Monday, January 20, 2020

Sports Gambling

Some of the sports podcasts I listen to talk about betting on games, and in particular, like to talk about combo bets that look juicy to them.  Bill Simmons is very big on this. These are the classic sucker's bets.  These disguised ripoffs are a great example of how Las Vegas makes its money. They look good, they aren't good. The argument why you should never make these bets comes from the first week of your probability and statistics course.  Or just your own doing a little arithmetic on your own.

A 70% bet looks great.  You think your football team is likely to win this matchup seven times out of ten?  Awesome.  Who wouldn't put money down on that.  Then there's this other game over here, and one of the teams is a big favorite.  LSU over Clemson seven times out of ten, right?  Maybe eight times out of ten. Put money on it!

70% times 70% = 49% is the classic example.  Less than half.  Keep thinking like that and you are out of money soon. But they keep you coming back with that misdirection. Even a really good bet at 80% gets almost down to 50% with the third repetition. Gee, THAT looks like a good bet, and THAT looks like a good bet, and the payoff is tremendous! Where's my checkbook?

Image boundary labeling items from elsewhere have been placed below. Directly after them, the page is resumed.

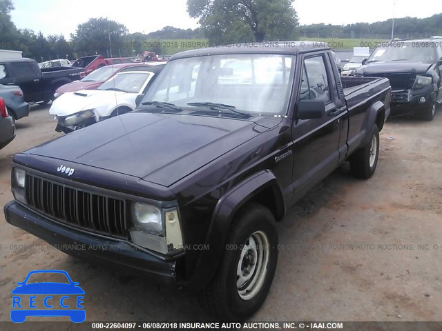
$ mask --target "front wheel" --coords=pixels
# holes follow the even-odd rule
[[[223,321],[255,313],[270,290],[278,262],[275,218],[265,207],[246,205],[236,217],[218,270],[200,294],[200,303]]]
[[[374,124],[370,140],[350,157],[350,169],[356,177],[368,179],[374,173],[379,156],[379,130]]]

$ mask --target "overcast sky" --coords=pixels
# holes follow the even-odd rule
[[[12,21],[18,28],[63,33],[66,39],[79,23],[91,17],[108,17],[132,32],[160,30],[166,26],[183,29],[198,26],[186,11],[186,0],[12,0]],[[440,0],[394,0],[395,17],[427,17],[437,14]],[[301,24],[348,24],[385,21],[393,15],[394,0],[296,0]],[[419,6],[417,4],[419,3]]]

If you want to bet something, just bet it.  Don't combo it with anything else. Thane of Glamis, Thane of Cawdor, King hereafter. They are sucking you in.

1 comment:

Jonathan said...

People are bad at estimating conditional probabilities. In politics that might be Trump-prosecution predictions on the Left and civil-war predictions on the Right. When you have to string together chains of unlikely events to convince yourself that a particular outcome is likely, it should be a clue that it's not likely. Conspiracy thinking is based on similar kinds of errors in estimating odds.